Hezbollah Leader Says Israeli Plotted To Kill Lebanese Leader Hariri

Hezbollah leader Hassan Nasrallah gives broadcast speech from secret location.

ByABC News
August 10, 2010, 6:12 AM

JERUSALEM, Aug.10, 2010 -- Hezbollah's leader Hassan Nasrallah has provided evidence of what he claims was Israel's involvement in the 2005 killing of then Lebanese Prime Minister Rafik Hariri.

The controversial accusation unfolded during a two hour presentation beamed live Monday night from a secret location to a room of invited journalists in Beirut. Nasrallah's accusation against Israel comes as the U.N.'s investigation of the murder is winding down with promises of indictments against senior members of Hezbollah.

The most arresting element of Nasrallah's multi-media presentation was what he claimed were sequences of Israeli air force drone video apparently intercepted and decoded by Hezbollah over several years.

This included material which Nasrallah claimed showed that Israel had been conducting detailed aerial surveillance of Hariri's movements around Beirut in the time leading up to the massive car bomb which killed him and 20 others in February 2005.

"What I showed is not absolute proof," the Hezbollah leader admitted during the speech which was broadcast live throughout the Middle East. "But the door should be opened for such an assumption. For five years nobody, not the tribunal or anybody in Lebanon, made one step towards such a theory."

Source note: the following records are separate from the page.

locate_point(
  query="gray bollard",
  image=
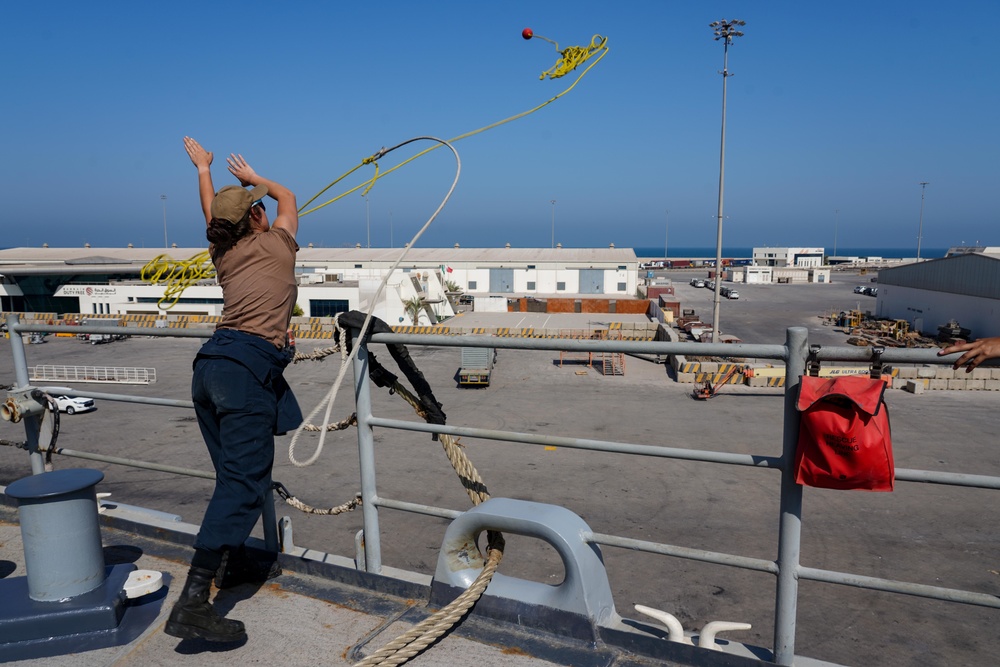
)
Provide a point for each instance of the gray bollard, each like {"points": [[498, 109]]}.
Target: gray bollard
{"points": [[60, 533]]}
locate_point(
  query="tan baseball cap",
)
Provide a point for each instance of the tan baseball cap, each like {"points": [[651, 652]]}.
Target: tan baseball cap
{"points": [[232, 202]]}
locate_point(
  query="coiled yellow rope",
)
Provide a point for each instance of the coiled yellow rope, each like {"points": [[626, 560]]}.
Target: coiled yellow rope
{"points": [[178, 274], [572, 57], [181, 274]]}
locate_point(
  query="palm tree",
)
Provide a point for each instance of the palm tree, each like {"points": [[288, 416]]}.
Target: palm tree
{"points": [[413, 306]]}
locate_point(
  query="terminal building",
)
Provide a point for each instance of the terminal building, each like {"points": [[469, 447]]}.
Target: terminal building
{"points": [[963, 287], [331, 280]]}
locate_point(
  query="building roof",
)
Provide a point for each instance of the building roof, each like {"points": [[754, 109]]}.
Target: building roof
{"points": [[431, 256], [970, 274]]}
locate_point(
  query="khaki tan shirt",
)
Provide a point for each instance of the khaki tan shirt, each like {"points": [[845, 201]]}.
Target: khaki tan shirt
{"points": [[258, 284]]}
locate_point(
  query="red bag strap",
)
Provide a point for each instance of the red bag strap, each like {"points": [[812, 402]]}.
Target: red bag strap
{"points": [[866, 393]]}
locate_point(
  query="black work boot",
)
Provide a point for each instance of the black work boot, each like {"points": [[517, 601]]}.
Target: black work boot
{"points": [[239, 567], [193, 617]]}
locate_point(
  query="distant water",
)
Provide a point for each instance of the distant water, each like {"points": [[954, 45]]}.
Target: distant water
{"points": [[680, 252]]}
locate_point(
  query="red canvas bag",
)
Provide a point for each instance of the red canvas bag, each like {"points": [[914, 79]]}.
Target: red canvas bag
{"points": [[844, 439]]}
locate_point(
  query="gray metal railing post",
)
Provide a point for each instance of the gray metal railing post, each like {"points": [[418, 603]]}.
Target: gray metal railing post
{"points": [[269, 522], [366, 455], [32, 424], [790, 522]]}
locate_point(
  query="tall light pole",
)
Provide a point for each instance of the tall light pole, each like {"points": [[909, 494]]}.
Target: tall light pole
{"points": [[553, 202], [836, 223], [368, 221], [724, 30], [163, 198], [666, 232], [920, 229]]}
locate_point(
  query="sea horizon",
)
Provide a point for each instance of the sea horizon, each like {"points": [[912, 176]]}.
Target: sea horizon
{"points": [[746, 252]]}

The U.N. tribunal to which he referred is investigating the killing and in a surprising development has announced it will soon hand out several indictments against senior members of Hezbollah.

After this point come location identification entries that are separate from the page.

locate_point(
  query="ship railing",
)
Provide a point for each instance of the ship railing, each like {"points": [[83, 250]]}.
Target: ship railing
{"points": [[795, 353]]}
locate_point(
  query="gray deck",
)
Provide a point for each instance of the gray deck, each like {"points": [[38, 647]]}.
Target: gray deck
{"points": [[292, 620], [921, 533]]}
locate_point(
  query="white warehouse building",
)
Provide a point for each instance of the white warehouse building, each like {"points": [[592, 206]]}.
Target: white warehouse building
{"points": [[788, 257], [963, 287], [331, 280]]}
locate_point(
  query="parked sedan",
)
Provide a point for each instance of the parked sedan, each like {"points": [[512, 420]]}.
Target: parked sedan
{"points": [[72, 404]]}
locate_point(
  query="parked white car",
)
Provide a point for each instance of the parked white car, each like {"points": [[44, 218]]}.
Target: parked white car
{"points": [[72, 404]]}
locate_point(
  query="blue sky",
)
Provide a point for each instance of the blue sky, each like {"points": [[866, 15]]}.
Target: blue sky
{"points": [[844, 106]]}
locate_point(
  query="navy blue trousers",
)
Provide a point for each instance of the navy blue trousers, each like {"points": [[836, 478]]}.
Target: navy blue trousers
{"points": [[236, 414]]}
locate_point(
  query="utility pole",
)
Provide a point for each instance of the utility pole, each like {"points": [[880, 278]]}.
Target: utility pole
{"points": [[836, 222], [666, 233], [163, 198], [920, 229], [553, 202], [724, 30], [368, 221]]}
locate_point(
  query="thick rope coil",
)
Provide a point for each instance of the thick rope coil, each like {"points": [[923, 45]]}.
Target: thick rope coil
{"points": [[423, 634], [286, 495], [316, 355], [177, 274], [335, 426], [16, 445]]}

This has set Lebanese politics on edge and in previous statements Nasrallah lambasted the tribunal and said he would refuse to hand over his men for questioning.

In Israel there has been no official response to last night's speech and accusation. But some analysts have been quick to draw a connection between the forthcoming indictments and Nasrallah's attempt to implicate Israel in Hariri's assassination.

"Next month the U.N. investigation will probably say that Hassan Nasrallah is to blame for Rafiq Hariri's murder and obviously he wants to pre-empt that by pointing a finger at Israel," said Shlomi Eldar, Israeli Channel 10's Arab affairs specialist.

Hariri's killing led to a period of extreme tension in Lebanon. Syria was initially thought responsible and following massive popular demonstrations in Beirut President Assad withdrew his troops from the country.